Ormeño defines them as seedbeds of companies where they can develop their project, they meet with mentors or they expand their network of contacts as there are many entrepreneurs collaborating within the same building. In addition, universities have initiatives that seek the development of startups and the entrepreneurial spirit of their students. These programs offer consulting and seminars that stimulate the creation of the business project. This is the case, for example, of ‘act UPM, a program of the Polytechnic University of Madrid that has been involved in the creation of some 300 technology startups that have received a total of 120 million euros of private investment.

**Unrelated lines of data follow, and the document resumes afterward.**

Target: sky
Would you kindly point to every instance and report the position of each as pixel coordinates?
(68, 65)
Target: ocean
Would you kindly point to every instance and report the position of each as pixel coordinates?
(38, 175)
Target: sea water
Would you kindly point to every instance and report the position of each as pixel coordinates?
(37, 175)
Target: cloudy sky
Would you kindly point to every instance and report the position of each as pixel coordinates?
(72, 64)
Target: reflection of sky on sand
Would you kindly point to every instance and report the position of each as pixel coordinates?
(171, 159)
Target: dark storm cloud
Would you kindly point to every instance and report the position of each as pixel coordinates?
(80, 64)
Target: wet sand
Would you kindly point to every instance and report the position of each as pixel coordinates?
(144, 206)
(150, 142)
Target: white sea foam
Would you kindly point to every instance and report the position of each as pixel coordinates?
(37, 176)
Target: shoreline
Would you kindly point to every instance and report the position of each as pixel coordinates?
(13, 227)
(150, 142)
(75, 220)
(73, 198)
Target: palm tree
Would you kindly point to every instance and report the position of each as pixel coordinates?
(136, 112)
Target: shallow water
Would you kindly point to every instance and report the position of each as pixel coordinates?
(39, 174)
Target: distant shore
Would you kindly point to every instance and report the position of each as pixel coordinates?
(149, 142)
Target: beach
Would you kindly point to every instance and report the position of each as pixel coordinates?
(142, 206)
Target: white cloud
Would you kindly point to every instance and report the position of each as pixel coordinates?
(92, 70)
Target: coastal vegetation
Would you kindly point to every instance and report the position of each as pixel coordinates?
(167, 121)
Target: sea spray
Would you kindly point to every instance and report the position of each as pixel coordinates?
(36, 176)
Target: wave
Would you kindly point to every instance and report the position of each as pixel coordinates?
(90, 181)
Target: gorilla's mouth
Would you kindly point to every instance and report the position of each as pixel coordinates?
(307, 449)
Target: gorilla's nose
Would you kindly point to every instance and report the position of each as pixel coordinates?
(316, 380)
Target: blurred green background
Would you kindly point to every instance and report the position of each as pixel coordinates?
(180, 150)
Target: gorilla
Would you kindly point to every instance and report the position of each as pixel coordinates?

“Participants present a business idea and, if chosen, receive various benefits such as training, advice, access to investor forums and a physical space where they collaborate,” he explains. Aristides Senra, Director of Innovation and Entrepreneurship at UPM. ‘Actúaupm’ was launched in 2004 and is now in its eighteenth edition. One of the 300 startups that have emerged from that program is Agnitio, a company specializing in Voice biometrics that was acquired in 2016 by Nuance, an American software company listed on the NASDAQ stock market. Microsoft recently made an offer to buy Nuance for $ 19.7 billion, so Agnitio would end up being part of Bill Gates’ tech giant. “Every year we receive 400 ideas. They are generally presented by students, former students, professors and researchers from the Polytechnic of Madrid ”, says Serna. This case is no exception. There are many private centers that have programs to promote innovation and entrepreneurship. “Right now we are launching the ‘IE Module’ program. It is a kind of transversal experience for students of all grades to work on a business challenge based on the needs of society, “he says. Daniel Soriano, director of the entrepreneurship and innovation center of
IE University. It tries to generate an entrepreneurial mentality in students regardless of whether they study philosophy, architecture or law. That is, it is about introducing the ‘entrepreneurial gene‘in the student and not leave it alone as a subject for the graduates in ADE.
The needs of the current labor market force employees to be in constant training. This situation also requires that universities update themselves to provide adequate content. From the Spanish Association of Startups, Mateo advocates a close collaboration between startups, companies and educational institutions so that the courses are adapted to the knowledge demanded by the market.
“98% of entrepreneurs have undergraduate or postgraduate studies,” he says Maria Benjumea, CEO of South Summit, data with which he emphasizes the importance of the university to generate an entrepreneurial culture. In order to
Benjumea, the Spanish university has made many strides to implant a ‘startup mentality’ in students, but those efforts vary depending on the educational institution. “Some have an area that clearly drives entrepreneurship, while others still have a long way to go. The important thing, however, is that there is a culture that this situation must change and that entrepreneurship must be promoted, “he says. In his opinion, awakening students’ appetite to learn is a key element for Spain to transform its industrial fabric and become a more technological economy and innovative.
“To change the productive fabric it is necessary to take advantage of the research potential that is carried out from the universities ”, says Ormeño, CEO of Startupxplore, since on many occasions scientific studies are carried out in universities that do not end up being converted into commercial products. For the expert, biotechnology is one of the main areas in which the private sector and the university can more easily find synergies. Among the main challenges that Spanish startups must address, Ormeño considers that the most important are to gain greater knowledge of the operation of a company, accounting and above all to have a greater international vision. “It makes no sense to limit yourself to a market of 46 million Spaniards when you can reach the whole world,” he concludes.